The Slatest

North Carolina Court Blocks Republican Effort to Rig State Supreme Court Race

Chris Anglin.
Chris Anglin. Photo illustration by Slate. Photo by Chris Anglin, Mr.TinDC/Flickr CC.

A North Carolina court issued a preliminary injunction on Monday blocking the General Assembly’s attempt to throw a state Supreme Court race to the Republican incumbent. The court found that the GOP-dominated legislature likely violated the state constitution by stripping a Republican candidate of his party affiliation. Its ruling, if upheld on appeal, will thwart legislators’ efforts to protect the GOP incumbent from Republican challengers in the November election.

The mayhem in North Carolina began in 2017 when the legislature abolished judicial primaries over the veto of Democratic Gov. Roy Cooper. Republicans hoped to shield Republican Justice Barbara Jackson from competitors and hoped that several Democrats would run against each other in the general election. That didn’t happen. Instead, civil rights lawyer Anita Earls filed as the sole Democratic candidate, while Chris Anglin, a Raleigh attorney, filed as a Republican. Anglin was a registered Democrat until just before he joined the race. But he insisted he was running as a “constitutional Republican” to “stand up for the independence of the judiciary”—not as a Democratic plant. (There is no evidence that he colluded with the Democratic Party to spoil Jackson’s candidacy.)

In response, the General Assembly passed a new law that bars Supreme Court candidates from running with a party affiliation unless they were registered with that party at least 90 days before filing. The measure, pushed through during a special session in July, is clearly aimed at Anglin, who filed a lawsuit to preserve his GOP affiliation on the ballot, alleging the law infringed on his rights under the state constitution.

Wake County Superior Court Judge Rebecca Holt agreed in a forceful ruling handed down Monday afternoon. Holt explained that Anglin has “a vested right to have his party affiliation listed on the ballot”—a right the legislature infringed upon by changing the rules and applying them retroactively. This switcheroo “violates fundamental principles of fairness,” Holt found, “thereby violating [Anglin’s] right to due process” under the North Carolina constitution. She also held that the new law “severely burdens” Anglin’s “associational rights” under the state constitution by preventing him from affiliating with his chosen party. And because the law is justified by no compelling or legitimate state interest, she concluded, it must be set aside.
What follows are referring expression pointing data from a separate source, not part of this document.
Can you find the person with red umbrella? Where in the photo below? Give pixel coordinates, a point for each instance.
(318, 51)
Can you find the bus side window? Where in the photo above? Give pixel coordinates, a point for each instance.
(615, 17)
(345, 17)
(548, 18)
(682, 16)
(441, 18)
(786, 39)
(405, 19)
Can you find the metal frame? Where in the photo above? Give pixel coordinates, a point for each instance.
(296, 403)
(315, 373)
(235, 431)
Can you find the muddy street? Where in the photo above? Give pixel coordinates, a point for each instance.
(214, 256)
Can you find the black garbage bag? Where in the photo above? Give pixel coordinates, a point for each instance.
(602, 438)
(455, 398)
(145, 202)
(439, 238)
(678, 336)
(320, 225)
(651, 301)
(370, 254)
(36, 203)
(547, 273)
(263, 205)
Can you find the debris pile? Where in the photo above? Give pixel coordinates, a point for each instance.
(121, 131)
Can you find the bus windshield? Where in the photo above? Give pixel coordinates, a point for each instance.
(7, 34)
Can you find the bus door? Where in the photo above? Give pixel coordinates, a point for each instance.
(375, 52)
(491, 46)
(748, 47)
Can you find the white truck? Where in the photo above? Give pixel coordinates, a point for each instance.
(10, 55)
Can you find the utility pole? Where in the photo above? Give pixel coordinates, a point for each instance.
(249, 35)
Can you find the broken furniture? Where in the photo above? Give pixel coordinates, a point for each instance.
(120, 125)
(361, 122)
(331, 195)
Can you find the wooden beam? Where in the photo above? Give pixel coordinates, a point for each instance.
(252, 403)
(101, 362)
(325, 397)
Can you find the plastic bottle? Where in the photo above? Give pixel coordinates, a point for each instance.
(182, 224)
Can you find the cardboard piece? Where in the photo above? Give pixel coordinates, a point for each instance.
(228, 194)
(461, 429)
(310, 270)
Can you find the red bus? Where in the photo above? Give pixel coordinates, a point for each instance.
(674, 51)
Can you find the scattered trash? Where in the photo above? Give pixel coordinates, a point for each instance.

Holt’s decision may not be the last word in this battle. Republicans could appeal the ruling, though time is running out, as ballots must be finalized this week. If they do appeal, the case will probably wind up at the state Supreme Court, where the Democratic majority has not hesitated to rein in legislative power grabs. Jackson will presumably recuse herself from the dispute given its direct bearing on her re-election. So it is quite likely that the high court would affirm Holt’s preliminary injunction, ensuring that Anglin will remain listed as a Republican in November. If that happens, Earls, the Democrat, has an excellent shot at winning the election, since Anglin will probably split the GOP vote. Her victory would give Democrats a 5–2 majority on the court, further emboldening progressive justices to strike down legislative overreach.

Ironically, Anglin’s fight to retain his party affiliation lends credence to his justification for entering the race. Although Republicans continue to allege, without proof, that Anglin is a mere spoiler, he has consistently asserted that he wants to combat “the constant assault on the independent judiciary.” He told me on Monday that Republicans’ last-minute attack on his candidacy has “shown exactly why I’m running. They want to make the judiciary an extension of the legislature.” Luckily for Anglin, they have not yet succeeded.